Journalist attempts to continue report as attacker persists.

Following similar moves in other parts of Japan, Tokyo has begun easing some of its coronavirus countermeasures and restrictions. Sure enough, the city has since seen its infection numbers start to rise again.

Many of the new infections are coming from the city’s nightlife quarters, such as the Kabukicho neighborhood of Shinjuku Ward, which is packed with host and hostess clubs, bars, and pubs. To highlight the issue, Japanese news/talk show Miyaneya, which is filmed in Osaka, sent a correspondent Fuki Azuma to Shuinjuku for an on-site report.

It probably seemed like a cushy assignment, and the film crew even nabbed an ideal location, setting up across the street from the gateway that marks the entrance to Kabukicho, with the skyscraper with the life-size Godzilla head visible in the background. And things started out well enough…before suddenly taking a bizarre and frightening turn, as seen in this portion of the report.

Azuma seems to time the start of her report for when there’s a red light for the crosswalk behind her, so that she won’t be in the way of people trying to cross the street. But despite the “don’t walk” lamp being visibly lit, a man wearing a gray camouflage-pattern T-shirt, a baseball cap, and a pair of shorts stomps across the intersection and walks right up to her and grumbles something indistinct. Azuma does her best to ignore the man, until he balls his right hand up into a fist and takes a swing at her jaw.

Luckily, Azuma is able to sidestep quickly and far enough to avoid the punch, and begins backing away down the sidewalk. Showing an extremely high level of commitment to her work, she continues to face the camera and goes on talking about the state of coronavirus infections, even as her counterpart in the studio asks “Are you all right?” After a second blur, presumably another punch thrown by the man in the grey shirt, flashes across the left edge of the frame, the film crew shuts down their transmission, presumably to seek help and/or leave the scene.
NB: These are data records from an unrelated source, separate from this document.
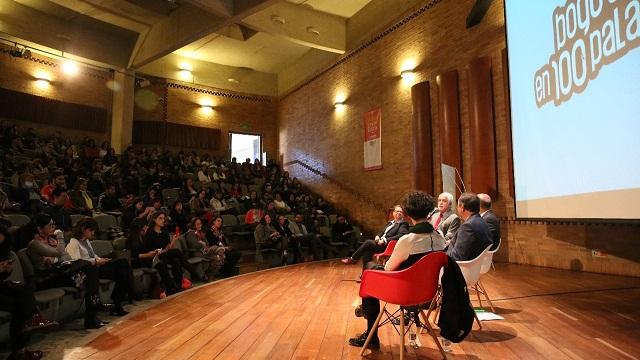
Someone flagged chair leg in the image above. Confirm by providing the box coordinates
[420,310,447,360]
[473,283,484,308]
[360,303,387,356]
[469,302,482,330]
[478,281,496,314]
[400,309,404,360]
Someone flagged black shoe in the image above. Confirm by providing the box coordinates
[349,332,380,350]
[98,303,116,311]
[84,318,108,329]
[109,306,129,316]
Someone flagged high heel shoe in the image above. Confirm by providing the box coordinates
[109,305,129,316]
[84,317,109,329]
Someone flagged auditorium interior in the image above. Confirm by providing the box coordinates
[0,0,640,360]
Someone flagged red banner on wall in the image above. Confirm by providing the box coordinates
[364,108,382,171]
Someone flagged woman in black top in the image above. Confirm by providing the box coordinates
[169,200,189,232]
[207,216,242,277]
[0,225,58,359]
[141,211,198,295]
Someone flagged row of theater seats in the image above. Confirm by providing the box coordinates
[0,236,215,342]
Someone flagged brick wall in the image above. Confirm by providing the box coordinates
[0,45,113,141]
[134,79,278,160]
[278,0,640,276]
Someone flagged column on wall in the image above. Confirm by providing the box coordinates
[436,70,462,195]
[111,71,135,154]
[468,56,498,197]
[411,81,434,194]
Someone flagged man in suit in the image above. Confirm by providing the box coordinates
[447,193,493,261]
[340,205,409,269]
[478,194,500,250]
[429,192,460,244]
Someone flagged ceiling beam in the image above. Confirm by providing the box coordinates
[0,1,135,67]
[242,2,347,54]
[129,0,278,69]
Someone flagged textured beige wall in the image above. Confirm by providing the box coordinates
[278,0,640,276]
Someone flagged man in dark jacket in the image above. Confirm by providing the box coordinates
[447,193,493,261]
[340,205,409,269]
[478,194,500,250]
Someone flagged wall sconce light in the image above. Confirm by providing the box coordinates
[62,60,78,75]
[400,69,416,81]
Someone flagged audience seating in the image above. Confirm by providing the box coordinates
[5,214,31,227]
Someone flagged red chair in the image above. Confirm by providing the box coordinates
[360,252,448,359]
[373,240,398,265]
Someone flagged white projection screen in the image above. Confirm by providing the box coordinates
[505,0,640,219]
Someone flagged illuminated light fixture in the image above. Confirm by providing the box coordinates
[178,63,192,79]
[400,69,416,81]
[271,14,287,25]
[62,60,78,75]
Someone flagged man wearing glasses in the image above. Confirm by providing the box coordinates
[340,205,409,269]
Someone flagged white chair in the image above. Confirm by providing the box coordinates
[456,245,491,329]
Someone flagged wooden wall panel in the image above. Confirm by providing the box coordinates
[436,70,462,194]
[468,56,498,197]
[411,81,434,194]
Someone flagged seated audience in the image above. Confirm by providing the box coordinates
[0,225,58,360]
[349,191,445,349]
[341,205,410,269]
[331,214,355,248]
[206,216,242,277]
[98,184,122,213]
[478,194,500,250]
[27,214,107,329]
[66,218,133,316]
[447,193,493,261]
[69,178,93,216]
[139,211,198,295]
[253,213,288,260]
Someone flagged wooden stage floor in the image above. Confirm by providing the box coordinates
[65,260,640,360]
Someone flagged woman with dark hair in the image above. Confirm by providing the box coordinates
[122,198,153,230]
[141,211,198,295]
[169,200,189,231]
[27,213,107,329]
[253,213,288,259]
[66,218,133,316]
[184,217,225,281]
[0,225,58,360]
[207,216,242,277]
[69,178,93,216]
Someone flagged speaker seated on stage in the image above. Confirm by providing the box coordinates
[428,192,461,244]
[349,191,445,348]
[478,194,500,251]
[340,205,410,269]
[447,193,493,261]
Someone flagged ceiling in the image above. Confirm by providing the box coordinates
[0,0,422,96]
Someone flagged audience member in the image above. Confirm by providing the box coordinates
[66,218,133,316]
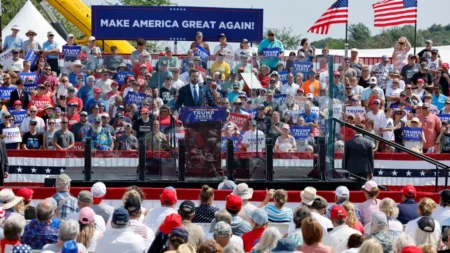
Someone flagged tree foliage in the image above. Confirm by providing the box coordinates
[256,27,302,50]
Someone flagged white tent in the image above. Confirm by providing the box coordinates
[2,1,66,47]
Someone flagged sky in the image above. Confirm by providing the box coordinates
[83,0,450,51]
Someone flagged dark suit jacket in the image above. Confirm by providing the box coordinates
[9,90,30,108]
[175,84,217,110]
[342,135,374,174]
[0,139,9,185]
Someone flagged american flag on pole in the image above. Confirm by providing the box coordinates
[373,0,417,27]
[308,0,348,34]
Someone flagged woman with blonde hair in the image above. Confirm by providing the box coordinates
[252,227,281,253]
[342,201,364,235]
[192,184,220,223]
[405,198,441,238]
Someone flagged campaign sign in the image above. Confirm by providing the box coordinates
[116,71,134,85]
[62,46,81,57]
[0,87,16,99]
[273,94,287,105]
[261,47,280,59]
[345,106,366,115]
[3,127,22,143]
[291,126,311,140]
[10,110,27,125]
[293,61,312,77]
[437,114,450,122]
[403,127,422,141]
[125,91,147,106]
[91,5,263,42]
[179,107,226,124]
[19,72,37,86]
[230,112,248,128]
[278,70,289,84]
[222,136,239,152]
[194,46,209,62]
[24,50,39,69]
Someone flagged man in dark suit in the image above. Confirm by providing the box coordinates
[175,69,217,110]
[342,134,374,180]
[9,77,29,108]
[0,139,9,186]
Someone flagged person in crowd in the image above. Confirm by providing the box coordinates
[404,198,441,237]
[323,206,360,252]
[259,189,293,222]
[302,215,334,253]
[21,200,59,250]
[358,180,381,225]
[94,208,145,253]
[417,103,442,153]
[53,174,78,220]
[192,185,220,223]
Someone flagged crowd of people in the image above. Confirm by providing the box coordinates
[0,26,450,153]
[0,174,450,253]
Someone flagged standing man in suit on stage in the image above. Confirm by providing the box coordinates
[0,138,9,186]
[175,69,217,110]
[342,133,375,180]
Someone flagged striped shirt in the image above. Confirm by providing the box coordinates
[264,205,292,222]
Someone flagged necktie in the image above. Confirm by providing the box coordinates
[194,85,198,105]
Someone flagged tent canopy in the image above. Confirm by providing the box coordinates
[2,0,66,49]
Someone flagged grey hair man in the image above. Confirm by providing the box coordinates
[53,174,78,220]
[42,220,88,253]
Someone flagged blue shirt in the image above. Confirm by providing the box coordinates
[3,35,23,49]
[42,40,59,59]
[431,94,447,110]
[258,39,284,68]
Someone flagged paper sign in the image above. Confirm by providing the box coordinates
[3,127,22,143]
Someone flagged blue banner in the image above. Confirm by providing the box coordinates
[291,126,311,140]
[62,46,81,57]
[437,114,450,123]
[91,6,263,42]
[403,127,422,141]
[10,110,27,125]
[273,94,287,105]
[116,71,134,85]
[293,61,313,78]
[222,136,240,152]
[278,70,289,84]
[19,72,37,85]
[179,107,226,124]
[24,50,39,68]
[194,46,209,62]
[125,91,147,106]
[261,47,280,59]
[0,87,16,99]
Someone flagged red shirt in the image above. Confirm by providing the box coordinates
[242,228,266,252]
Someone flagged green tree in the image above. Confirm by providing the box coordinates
[256,27,302,50]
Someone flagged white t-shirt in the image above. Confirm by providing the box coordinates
[213,43,234,68]
[367,110,386,133]
[95,227,145,253]
[242,130,266,152]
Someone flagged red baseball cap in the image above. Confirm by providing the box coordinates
[161,190,177,205]
[159,214,182,235]
[16,188,34,200]
[226,194,242,211]
[330,206,347,220]
[403,184,416,197]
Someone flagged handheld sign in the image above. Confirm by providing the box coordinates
[291,126,311,140]
[403,127,422,141]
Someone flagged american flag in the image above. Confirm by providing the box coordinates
[373,0,417,27]
[308,0,348,34]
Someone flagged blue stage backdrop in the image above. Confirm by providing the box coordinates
[92,6,263,42]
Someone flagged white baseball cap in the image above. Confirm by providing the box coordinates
[91,182,106,198]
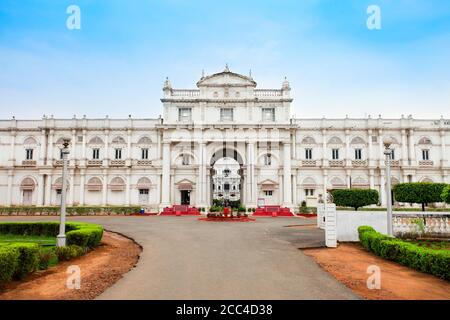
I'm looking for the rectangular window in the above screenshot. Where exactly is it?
[331,149,339,160]
[114,148,122,160]
[141,148,148,160]
[92,148,100,160]
[178,108,192,122]
[220,108,233,121]
[305,148,312,160]
[355,149,362,160]
[25,149,33,160]
[262,108,275,122]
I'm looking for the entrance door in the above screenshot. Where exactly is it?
[139,189,148,205]
[181,190,191,205]
[22,190,33,206]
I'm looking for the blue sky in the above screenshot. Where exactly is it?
[0,0,450,118]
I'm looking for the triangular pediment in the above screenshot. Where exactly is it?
[197,70,256,87]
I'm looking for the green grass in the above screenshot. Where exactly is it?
[0,234,56,246]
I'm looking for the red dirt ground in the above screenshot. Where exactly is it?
[303,243,450,300]
[0,232,142,300]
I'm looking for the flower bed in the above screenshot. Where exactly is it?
[358,226,450,281]
[0,222,103,283]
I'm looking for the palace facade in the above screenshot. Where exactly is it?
[0,67,450,211]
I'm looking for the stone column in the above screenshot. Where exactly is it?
[47,129,55,165]
[39,130,46,166]
[380,170,386,206]
[378,129,385,168]
[9,131,16,167]
[125,168,131,206]
[322,129,328,166]
[367,129,374,167]
[82,130,87,160]
[68,169,75,206]
[345,170,352,188]
[79,170,86,206]
[369,169,375,190]
[69,129,77,166]
[401,129,408,166]
[345,129,352,166]
[322,170,328,203]
[292,171,298,206]
[246,142,255,207]
[36,174,44,206]
[102,169,108,206]
[160,142,171,209]
[6,170,14,207]
[103,130,109,167]
[283,142,292,207]
[408,129,416,166]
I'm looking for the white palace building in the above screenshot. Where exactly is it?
[0,67,450,212]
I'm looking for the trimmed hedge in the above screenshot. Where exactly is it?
[393,182,448,211]
[441,185,450,203]
[331,189,378,210]
[0,206,141,216]
[358,226,450,281]
[0,222,103,283]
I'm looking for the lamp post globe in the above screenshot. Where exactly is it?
[56,139,70,247]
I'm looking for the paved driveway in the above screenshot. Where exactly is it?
[0,216,357,299]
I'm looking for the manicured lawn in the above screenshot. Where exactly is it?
[0,234,56,246]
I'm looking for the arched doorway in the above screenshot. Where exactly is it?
[210,148,244,205]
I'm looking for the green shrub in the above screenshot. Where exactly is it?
[441,185,450,203]
[0,245,20,284]
[331,189,378,210]
[393,182,448,211]
[9,243,39,279]
[358,226,450,280]
[55,245,85,261]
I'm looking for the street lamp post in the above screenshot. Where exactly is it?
[383,138,394,236]
[56,139,70,247]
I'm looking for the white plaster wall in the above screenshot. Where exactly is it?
[336,210,387,241]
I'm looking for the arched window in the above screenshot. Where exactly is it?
[111,136,126,144]
[86,177,103,191]
[264,153,272,166]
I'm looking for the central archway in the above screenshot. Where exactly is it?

It’s unclear what exactly prompted the man to jaywalk across six lanes of the heaviest traffic in downtown Tokyo to attack the reporter. While Japanese society tends to have less permissive attitudes about filming and photography in public places (hence the many times you’ll incidental people with blurred faces in our reports), street-level reporting like this from TV news crews isn’t at all unusual, and a number of commenters have expressed shock at what they saw in the video.

“I feel so bad for the reporter.”
“The way he stomps across the street, he’s like Mr. X is Resident Evil 2.”
“Maybe he just really wanted to be on TV?”
“I’ve seen crime reports, but this is a report crime.”
“If they’d called the cops right away and filmed his arrest, it would have been a big scoop.”
“Shinjuku really is a dangerous place.”

Speaking to that last point, it’s true that Kabukicho has a reputation for being one of the rougher parts of Tokyo. That said, random violence in the street is pretty much unheard of, especially in the middle of the afternoon like this. And as mentioned above, Azuma isn’t even actually in Kabukicho when the incident happens. She’s across the street, in perfectly respectable shopping/dining district, and just a short walk from Shinjuku Station.

As a matter of fact, many of our team members at SoraNews24 walk down this very street on our way to the office, and we never see random guys trying to act tough by lashing out with sucker punches like this. From the way the man doesn’t step into his strike, one could make the argument that he didn’t actually intend to hit Azuma, but just to intimidate her, but even the threat of such violence is a serious deviation from normal conduct in Tokyo.

Hopefully the crew has reported the incident to the local authorities, but in the meantime, this is a reminder that while Japan is an extremely safe country, it only takes one unstable individual to suddenly create a dangerous situation, and so it’s important to stay aware of your surroundings when out and about in Tokyo.